Penny Nance, president of Concerned Women for America, spoke to the common narrative repeated by the abortion industry, its allies, and by Thurman in her op-ed, that abortion is necessary to further women’s careers.

“Is Uma Thurman really bragging about sacrificing her unborn child on the altar of her career?” Nance asked. “It doesn’t have to be that way. Millions of women around the world have proven that it is a lie that one must choose between motherhood and success. One of those women currently sits on the U.S. Supreme Court.”

“Thurman may have no regrets, but sadly we hear from women from all over the country daily who deeply regret their abortions,” Nance continued. “The pro-life movement includes women who deeply wish they could turn back the hands of time to save their unborn child and channel that into volunteer work caring for other women in thousands of pregnancy care centers around the country.”

“If Thurman truly has not one regret, she’s in the minority,” the pro-life leader asserted.

Johnson also noted in Thurman’s story what pro-life activists say is a twisted message: that having an abortion is an act of “courage.”

“The message she now wants to send women is not one of courage, as she states,” Johnson explained. “It is one that has been echoed by Hollywood actresses at award shows, in opinion pieces, and on social media: that women cannot have the life they want if they let children get in the way.”

She added from her own experience of having once worked in the abortion industry and now helping others to sever their ties with it:

While the abortion industry has sunk its claws into Hollywood with the lie of empowering women through abortion, it has been through the testimonies and witnesses of women who have had abortions and those who worked at abortion clinics that show women that empowerment is choosing the life of your child.
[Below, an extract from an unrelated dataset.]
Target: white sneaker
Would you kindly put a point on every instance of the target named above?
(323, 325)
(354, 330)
It’s possible to have a baby and finish your education or have an amazing career. I have eight children and travel the world speaking about what I saw during my time at Planned Parenthood and how the redemptive grace of God saved me and showed me what true femininity looks like.

“There are innumerable women who have had children unexpectedly and pursued their dreams,” Johnson said. “Women don’t need abortion.”